Bit by bit their no doubt solid, grass roots, early-career enthusiasm to serve their electorate is dulled. Their vision becomes less clear … perhaps clouded by their perceived status and a sense of entitlement.
This week’s Christian Porter saga is a perfect case in point.
Mr Porter’s belief that it is perfectly acceptable for a politician to accept significant amounts of money for personal use from a mystery donor is utterly bizarre and highlights the yawning divide between the wider community and some established politicians.
He says to accept money in such circumstances is perfectly legal and – according to his clouded political vision – if it’s legal, it’s okay.

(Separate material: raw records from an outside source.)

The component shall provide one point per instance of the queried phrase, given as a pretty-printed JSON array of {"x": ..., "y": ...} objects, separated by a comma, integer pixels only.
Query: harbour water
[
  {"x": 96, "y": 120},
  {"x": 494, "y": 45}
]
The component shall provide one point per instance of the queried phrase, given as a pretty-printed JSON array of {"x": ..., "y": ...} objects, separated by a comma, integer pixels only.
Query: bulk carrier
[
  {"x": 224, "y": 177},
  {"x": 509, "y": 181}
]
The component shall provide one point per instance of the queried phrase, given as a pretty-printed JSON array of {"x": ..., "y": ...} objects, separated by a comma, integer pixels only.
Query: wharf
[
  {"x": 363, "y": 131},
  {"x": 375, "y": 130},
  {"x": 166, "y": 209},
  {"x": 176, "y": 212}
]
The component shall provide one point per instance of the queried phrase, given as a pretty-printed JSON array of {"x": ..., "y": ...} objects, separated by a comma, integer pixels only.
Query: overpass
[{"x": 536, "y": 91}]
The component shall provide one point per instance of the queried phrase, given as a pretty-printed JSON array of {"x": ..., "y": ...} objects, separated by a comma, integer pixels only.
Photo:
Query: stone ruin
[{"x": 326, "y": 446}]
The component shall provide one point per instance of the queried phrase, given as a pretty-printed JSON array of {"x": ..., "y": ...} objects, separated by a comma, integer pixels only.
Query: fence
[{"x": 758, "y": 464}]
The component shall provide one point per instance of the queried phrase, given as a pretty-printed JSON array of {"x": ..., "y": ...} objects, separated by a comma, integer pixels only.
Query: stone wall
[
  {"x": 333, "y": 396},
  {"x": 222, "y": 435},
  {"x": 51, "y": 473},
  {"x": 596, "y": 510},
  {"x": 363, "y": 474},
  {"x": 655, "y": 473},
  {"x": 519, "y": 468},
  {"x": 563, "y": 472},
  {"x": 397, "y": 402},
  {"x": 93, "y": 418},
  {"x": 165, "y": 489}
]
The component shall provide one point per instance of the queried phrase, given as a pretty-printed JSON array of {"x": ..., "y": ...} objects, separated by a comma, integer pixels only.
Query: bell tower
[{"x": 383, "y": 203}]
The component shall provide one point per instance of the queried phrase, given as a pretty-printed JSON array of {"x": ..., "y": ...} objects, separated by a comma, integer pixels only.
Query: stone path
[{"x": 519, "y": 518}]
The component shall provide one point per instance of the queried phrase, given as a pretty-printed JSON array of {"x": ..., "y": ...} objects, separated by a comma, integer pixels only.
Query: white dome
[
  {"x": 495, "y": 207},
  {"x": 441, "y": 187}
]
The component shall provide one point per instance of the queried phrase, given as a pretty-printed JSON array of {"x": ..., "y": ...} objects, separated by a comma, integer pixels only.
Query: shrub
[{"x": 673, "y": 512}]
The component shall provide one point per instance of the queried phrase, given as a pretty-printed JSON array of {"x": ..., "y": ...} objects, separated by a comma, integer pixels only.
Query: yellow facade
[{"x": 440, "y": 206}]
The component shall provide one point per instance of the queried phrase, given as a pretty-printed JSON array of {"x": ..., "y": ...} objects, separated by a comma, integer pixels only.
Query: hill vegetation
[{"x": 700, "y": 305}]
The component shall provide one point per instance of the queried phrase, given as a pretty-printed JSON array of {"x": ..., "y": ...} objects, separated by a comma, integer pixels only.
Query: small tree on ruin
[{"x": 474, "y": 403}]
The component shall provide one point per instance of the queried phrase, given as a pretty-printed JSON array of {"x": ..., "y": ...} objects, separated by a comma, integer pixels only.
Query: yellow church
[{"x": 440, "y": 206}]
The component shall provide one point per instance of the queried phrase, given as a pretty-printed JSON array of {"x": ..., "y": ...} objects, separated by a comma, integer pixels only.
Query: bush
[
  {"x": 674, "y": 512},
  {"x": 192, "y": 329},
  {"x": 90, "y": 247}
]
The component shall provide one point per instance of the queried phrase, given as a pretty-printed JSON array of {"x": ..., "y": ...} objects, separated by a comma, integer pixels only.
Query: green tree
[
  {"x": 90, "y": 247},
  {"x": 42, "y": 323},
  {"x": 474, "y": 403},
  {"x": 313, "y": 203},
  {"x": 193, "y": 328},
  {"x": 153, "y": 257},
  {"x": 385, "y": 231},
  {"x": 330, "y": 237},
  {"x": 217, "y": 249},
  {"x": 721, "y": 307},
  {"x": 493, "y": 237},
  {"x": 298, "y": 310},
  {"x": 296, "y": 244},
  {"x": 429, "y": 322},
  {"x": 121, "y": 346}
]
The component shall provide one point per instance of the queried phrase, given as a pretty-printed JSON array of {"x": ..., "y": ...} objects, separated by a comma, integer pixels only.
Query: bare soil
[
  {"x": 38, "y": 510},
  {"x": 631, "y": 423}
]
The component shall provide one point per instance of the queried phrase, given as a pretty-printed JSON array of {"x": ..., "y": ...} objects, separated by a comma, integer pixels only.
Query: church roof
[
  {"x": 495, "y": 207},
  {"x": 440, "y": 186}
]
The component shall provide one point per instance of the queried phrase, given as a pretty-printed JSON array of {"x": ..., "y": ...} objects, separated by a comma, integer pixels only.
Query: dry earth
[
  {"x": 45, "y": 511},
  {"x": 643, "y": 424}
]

His actions have been found to be in breach of Ministerial standards – as opposed to all MPs – and he has trotted off to the sin-bin that is the back bench to serve out his penance … just as the recently promoted Barnaby Joyce and Bridget McKenzie did before him.
How anyone – let alone the nation’s former Attorney General – can have no issue with an MP accepting donations from unidentified sources is so far from reality it proves the political bubble has claimed another victim.
Mr Porter’s mystery donor could be his mum or a mining magnate, a friend or a foreign corporation – we don’t know.
To operate in such a clandestine way leaves the door wide open to corruption and a complete loss of confidence by the public in the political process.
For Mr Porter to not see this shows he is completely out of touch.
His desire to accept what is believed to have been close to $1m in preference to doing what is right, shows he should stay on the back bench until he not only acknowledges his mistake but indicates a desire to close the legal loophole he attempted to use for his own personal advantage.